180

Drawing (180) from THE BASIS OF MAKE-UP

"A theater of gazes with two naked German spies on a boat in the Mediterranean at the time of World War II. We see one gaze that is rapacious, one mediated by technology, one curiously contemplative, and one that negates its very self. The men are being observed by a woman who has pushed her sunglasses up on to her bald head. Way back, she herself used to stand naked on the deck, her long dark hair obscuring her view of the peaks of the waves. Now her gaze carries a quiet sadness that may well arise from her exclusion from the world of man and their useless projections. The spy in the flat cap is filming a distant scenery that lies beyond the frame. The spy with the wet hair is at peace with himself and is squinting at the sun. He is in the grip of an animal interest that is attempting to grasp the respective representations of the two female figures according to a before and after schema. He then broods over his failure." (From: arsenal, july august 15)

(1976)

Lynne Tillman: "The woman, who was naked, looked like a figure from a seventeenth century Japanese drawing. That she was naked made me think she might be from the north of Germany or further, perhaps Sweden. She stopped looking naked after I thought that.
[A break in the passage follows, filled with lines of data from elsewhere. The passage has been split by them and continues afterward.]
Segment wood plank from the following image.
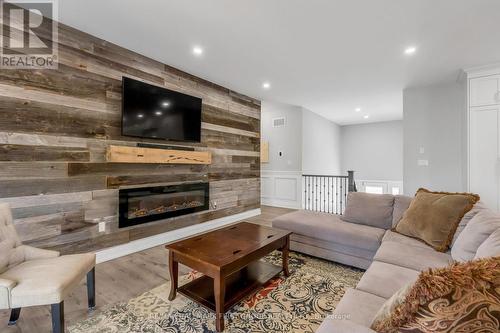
[0,144,90,162]
[107,173,208,188]
[0,191,92,209]
[0,162,68,180]
[0,12,260,253]
[0,176,106,198]
[68,163,208,176]
[201,123,260,138]
[106,146,212,164]
[201,104,260,133]
[0,97,122,139]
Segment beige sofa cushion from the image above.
[332,289,386,327]
[272,210,385,251]
[373,242,453,271]
[451,201,489,247]
[341,192,394,229]
[371,258,500,333]
[382,230,433,250]
[356,261,419,299]
[474,229,500,259]
[0,254,95,308]
[394,188,479,252]
[451,210,500,261]
[392,195,413,227]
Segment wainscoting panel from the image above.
[261,170,302,209]
[0,16,261,253]
[356,180,403,195]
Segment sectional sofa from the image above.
[272,193,500,333]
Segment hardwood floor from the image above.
[0,206,293,333]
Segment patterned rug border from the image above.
[68,252,363,333]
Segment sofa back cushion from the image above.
[341,192,394,229]
[392,195,413,227]
[394,189,479,252]
[451,210,500,261]
[451,201,488,247]
[474,229,500,259]
[392,195,488,246]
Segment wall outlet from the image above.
[417,160,429,166]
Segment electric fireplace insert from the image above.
[118,183,209,228]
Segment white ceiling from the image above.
[59,0,500,124]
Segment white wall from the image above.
[302,109,347,175]
[261,101,302,172]
[403,82,467,195]
[341,121,403,181]
[261,101,340,208]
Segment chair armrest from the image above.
[316,319,377,333]
[0,278,17,309]
[21,245,59,261]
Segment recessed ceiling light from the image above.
[405,46,417,55]
[193,46,203,56]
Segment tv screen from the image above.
[122,77,201,142]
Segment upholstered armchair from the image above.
[0,203,95,333]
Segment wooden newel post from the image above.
[347,170,358,192]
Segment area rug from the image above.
[68,252,362,333]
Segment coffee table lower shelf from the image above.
[177,260,282,312]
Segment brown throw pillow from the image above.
[393,188,479,252]
[371,257,500,333]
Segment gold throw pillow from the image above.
[393,188,479,252]
[371,257,500,333]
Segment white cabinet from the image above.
[469,106,500,210]
[469,75,500,107]
[467,68,500,211]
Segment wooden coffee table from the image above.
[165,222,291,332]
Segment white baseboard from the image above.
[96,208,261,264]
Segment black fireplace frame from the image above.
[118,183,210,228]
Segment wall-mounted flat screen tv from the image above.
[122,77,201,142]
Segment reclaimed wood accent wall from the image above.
[0,24,260,253]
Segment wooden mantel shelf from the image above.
[106,146,212,164]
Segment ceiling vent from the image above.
[273,117,285,127]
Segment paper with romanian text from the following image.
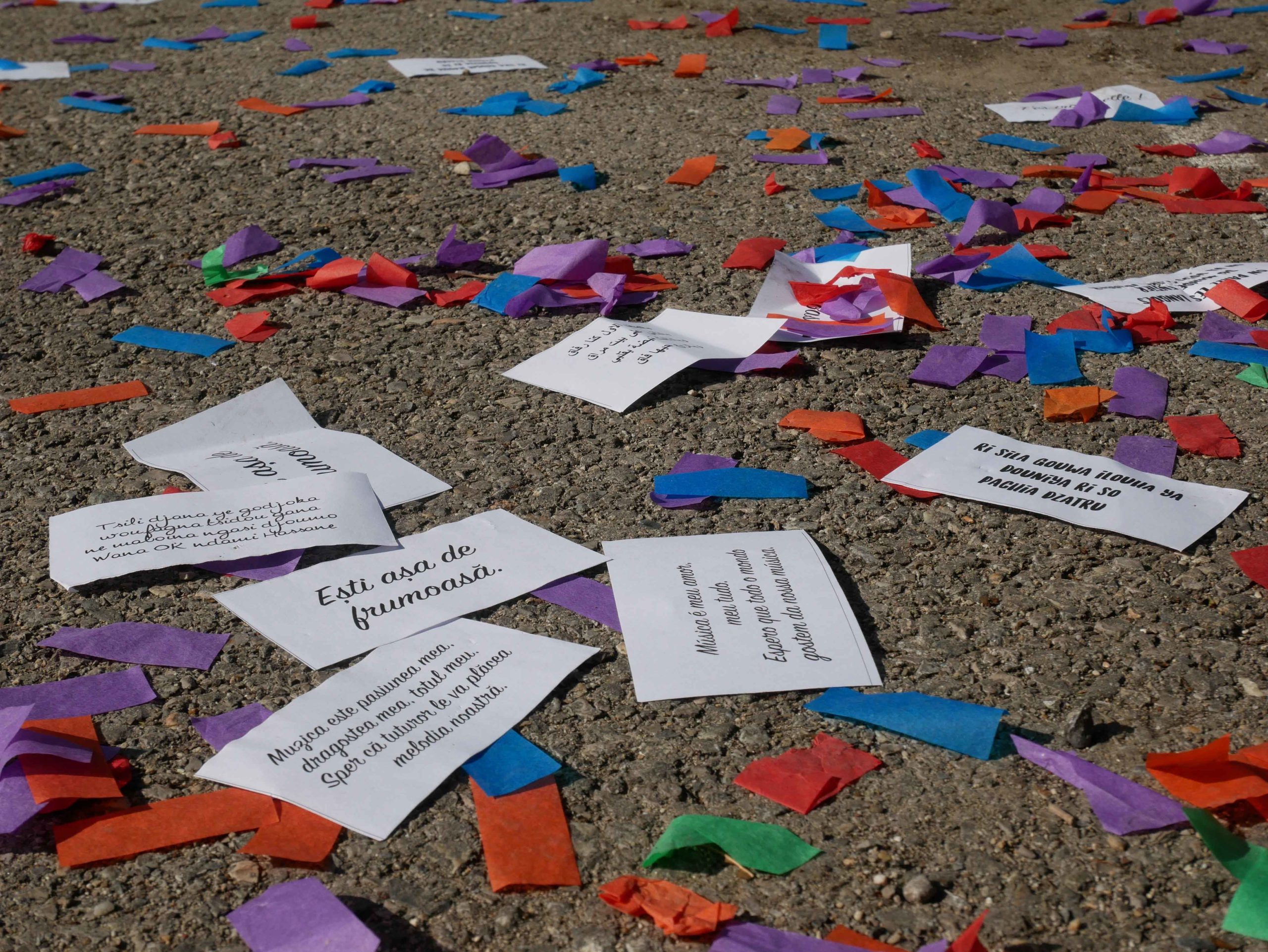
[884,426,1246,550]
[123,379,450,508]
[502,308,780,412]
[748,245,912,344]
[1057,261,1268,315]
[48,473,396,588]
[987,86,1163,122]
[604,531,880,701]
[215,510,605,668]
[198,619,597,839]
[388,56,546,76]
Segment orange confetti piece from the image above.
[238,800,344,863]
[673,53,709,80]
[132,119,220,136]
[1044,387,1118,423]
[780,410,867,442]
[471,777,581,893]
[666,156,718,186]
[823,925,906,952]
[53,787,278,867]
[9,380,150,413]
[238,97,304,116]
[1145,734,1268,810]
[598,876,739,937]
[18,716,122,804]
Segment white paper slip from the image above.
[1057,261,1268,315]
[883,426,1248,550]
[123,379,450,508]
[388,56,546,76]
[502,308,780,413]
[198,619,597,839]
[604,531,880,701]
[48,473,396,588]
[0,59,71,82]
[987,86,1163,122]
[215,510,606,668]
[748,245,912,344]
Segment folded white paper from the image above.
[502,308,780,413]
[48,473,396,588]
[884,426,1246,550]
[987,86,1163,122]
[123,379,450,508]
[748,245,912,344]
[198,619,597,839]
[604,532,880,701]
[215,510,606,668]
[1057,261,1268,315]
[0,59,71,82]
[388,56,546,76]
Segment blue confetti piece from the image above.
[1112,99,1197,125]
[906,168,973,222]
[1166,66,1246,82]
[1189,341,1268,367]
[806,687,1008,761]
[1026,331,1083,387]
[810,185,863,202]
[5,162,97,185]
[559,162,598,191]
[1216,86,1268,105]
[814,206,880,234]
[978,132,1060,152]
[472,271,541,315]
[278,59,330,76]
[654,467,810,499]
[141,37,198,52]
[1057,327,1136,354]
[57,97,136,115]
[326,47,397,59]
[110,324,235,358]
[819,23,854,50]
[903,430,951,450]
[463,730,561,796]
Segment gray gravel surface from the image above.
[0,0,1268,952]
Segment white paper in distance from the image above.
[48,473,396,588]
[123,379,450,508]
[197,619,597,839]
[388,56,546,76]
[604,531,880,701]
[883,426,1248,550]
[987,86,1163,122]
[215,510,606,668]
[502,308,780,413]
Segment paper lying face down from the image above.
[388,56,546,76]
[1057,261,1268,315]
[987,86,1163,122]
[198,619,597,839]
[0,59,71,81]
[502,308,779,413]
[748,245,912,344]
[215,510,606,668]
[48,473,396,588]
[882,426,1248,550]
[604,531,880,701]
[123,379,450,508]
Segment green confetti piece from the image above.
[643,814,823,876]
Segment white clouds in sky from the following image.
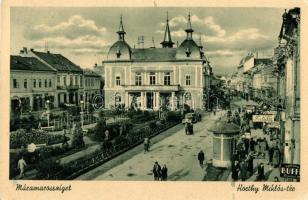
[25,15,109,54]
[157,15,273,57]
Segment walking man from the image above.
[144,137,150,153]
[161,165,168,181]
[17,156,27,178]
[153,161,161,181]
[198,150,204,168]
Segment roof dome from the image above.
[107,41,131,60]
[176,39,201,59]
[208,119,240,134]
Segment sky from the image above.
[11,7,284,75]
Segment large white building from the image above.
[103,15,211,110]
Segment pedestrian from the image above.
[260,137,267,158]
[185,122,188,135]
[255,138,261,156]
[198,150,204,167]
[240,160,247,181]
[231,160,239,181]
[246,153,254,176]
[161,165,168,181]
[153,161,161,181]
[249,138,256,152]
[104,129,109,141]
[273,146,280,168]
[257,163,265,181]
[143,137,150,153]
[17,156,27,178]
[268,138,274,165]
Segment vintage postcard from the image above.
[0,0,308,200]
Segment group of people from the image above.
[228,109,281,181]
[152,161,168,181]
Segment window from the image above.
[57,75,60,85]
[150,72,156,85]
[70,75,74,85]
[24,79,28,88]
[13,79,18,88]
[135,72,142,85]
[63,76,66,86]
[75,76,78,85]
[164,72,171,85]
[79,76,83,87]
[185,75,190,85]
[116,76,121,85]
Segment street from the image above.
[77,111,222,181]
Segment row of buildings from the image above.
[11,11,213,115]
[229,8,300,164]
[10,47,103,113]
[103,14,212,110]
[230,53,277,102]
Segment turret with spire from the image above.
[117,15,126,41]
[185,12,194,40]
[160,12,174,48]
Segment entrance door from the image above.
[146,92,154,109]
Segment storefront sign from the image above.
[267,121,280,128]
[263,110,277,115]
[252,115,275,123]
[280,164,300,178]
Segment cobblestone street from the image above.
[77,111,223,181]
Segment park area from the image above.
[10,109,182,180]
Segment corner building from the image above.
[103,15,208,110]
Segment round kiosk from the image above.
[208,119,240,168]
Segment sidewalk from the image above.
[228,129,280,182]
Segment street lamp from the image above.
[80,100,84,129]
[46,100,50,127]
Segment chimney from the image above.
[22,47,28,54]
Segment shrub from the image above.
[36,158,62,178]
[166,111,182,122]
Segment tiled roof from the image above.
[10,55,55,72]
[131,48,177,61]
[254,58,273,65]
[83,69,101,77]
[32,51,82,72]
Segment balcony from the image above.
[57,85,79,90]
[122,85,180,92]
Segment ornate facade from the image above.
[103,15,211,110]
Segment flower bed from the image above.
[39,121,180,180]
[10,129,70,149]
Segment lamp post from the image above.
[46,100,50,127]
[80,100,84,129]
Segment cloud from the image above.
[206,50,245,57]
[25,15,107,40]
[33,35,110,52]
[25,15,110,54]
[156,15,275,53]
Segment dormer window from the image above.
[185,48,191,57]
[117,49,121,58]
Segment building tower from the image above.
[117,15,126,41]
[185,12,194,40]
[160,12,174,48]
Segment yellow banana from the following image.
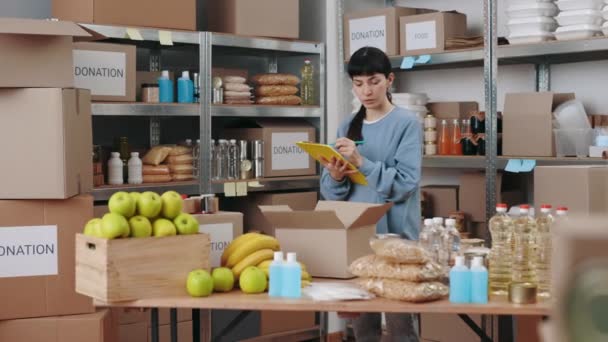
[226,235,280,268]
[222,233,261,266]
[232,249,274,278]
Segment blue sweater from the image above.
[321,107,422,240]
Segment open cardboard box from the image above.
[260,201,393,279]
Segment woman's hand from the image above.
[321,157,357,182]
[335,138,363,168]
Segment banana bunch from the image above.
[221,233,281,279]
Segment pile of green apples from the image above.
[84,191,198,239]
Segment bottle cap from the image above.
[287,252,298,262]
[273,252,283,261]
[454,255,464,266]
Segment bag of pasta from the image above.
[370,234,432,264]
[357,278,449,303]
[350,254,443,282]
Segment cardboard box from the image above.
[458,172,524,222]
[0,88,93,199]
[76,234,210,302]
[260,201,392,278]
[534,166,608,215]
[194,211,243,267]
[502,92,574,157]
[0,195,95,320]
[207,0,300,39]
[226,191,319,236]
[343,7,424,57]
[399,12,467,56]
[421,185,458,217]
[260,311,315,336]
[224,119,317,177]
[73,43,136,102]
[0,18,90,88]
[0,309,118,342]
[426,102,479,120]
[52,0,203,31]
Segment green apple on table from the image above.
[173,213,198,235]
[108,191,136,218]
[129,215,152,238]
[100,213,129,239]
[160,191,184,220]
[137,191,162,219]
[186,269,213,297]
[152,218,177,237]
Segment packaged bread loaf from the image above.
[143,175,172,183]
[142,165,170,176]
[141,145,173,165]
[255,95,302,106]
[251,74,300,86]
[350,254,444,282]
[255,85,298,96]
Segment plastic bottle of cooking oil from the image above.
[489,203,513,296]
[511,205,536,284]
[534,204,554,298]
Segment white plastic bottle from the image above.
[127,152,144,184]
[108,152,124,185]
[268,252,285,297]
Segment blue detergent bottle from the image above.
[268,252,285,297]
[450,255,471,303]
[471,257,488,304]
[158,70,173,103]
[282,253,302,298]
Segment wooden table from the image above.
[95,291,549,342]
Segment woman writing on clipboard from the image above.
[321,47,422,342]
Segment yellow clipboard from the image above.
[296,141,367,185]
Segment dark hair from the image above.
[346,46,392,141]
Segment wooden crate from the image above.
[76,234,210,302]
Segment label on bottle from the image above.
[73,50,127,96]
[348,15,387,55]
[405,20,437,51]
[271,132,310,170]
[0,226,59,278]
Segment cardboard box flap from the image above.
[260,206,345,229]
[315,201,393,228]
[0,18,91,37]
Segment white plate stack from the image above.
[392,93,429,122]
[507,0,558,44]
[555,0,608,40]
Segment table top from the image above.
[95,290,550,316]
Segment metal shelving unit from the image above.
[82,24,326,201]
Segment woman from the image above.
[321,47,422,342]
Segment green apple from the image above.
[137,191,162,219]
[108,191,135,218]
[101,213,129,239]
[186,269,213,297]
[152,219,177,236]
[84,218,101,237]
[129,215,152,237]
[160,191,184,220]
[239,266,268,294]
[211,267,234,292]
[173,213,198,235]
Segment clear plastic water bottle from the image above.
[228,139,240,179]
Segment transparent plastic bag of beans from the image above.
[350,254,443,282]
[357,278,449,303]
[369,234,432,264]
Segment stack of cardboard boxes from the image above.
[0,19,116,342]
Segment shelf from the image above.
[211,105,323,118]
[211,176,321,194]
[92,181,200,201]
[91,102,200,116]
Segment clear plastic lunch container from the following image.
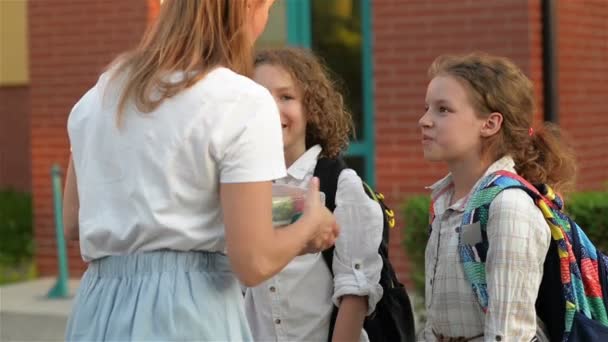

A thought something like 'Nudity is permissible in northern countries.' I didn't wonder why but turned instead to look at a man I thought of as the tourist. He was so well-prepared for travel that, even though he too was naked, he wore a cap. He might play golf, I imagined. My friend was looking angrily at the tourist who, in his effort to capture the ocean, which is how I figured he might put it to the folks back home, was taking his picture too. He always said what everyone who doesn't like having their picture taken says - primitive people think their images being stolen - implying that he too felt like that. He was not like that - primitive - about anything but photography, although the only movies he liked were Westerns, which he said were Wittgenstein's favorites, an odd position for a primitive, I told him."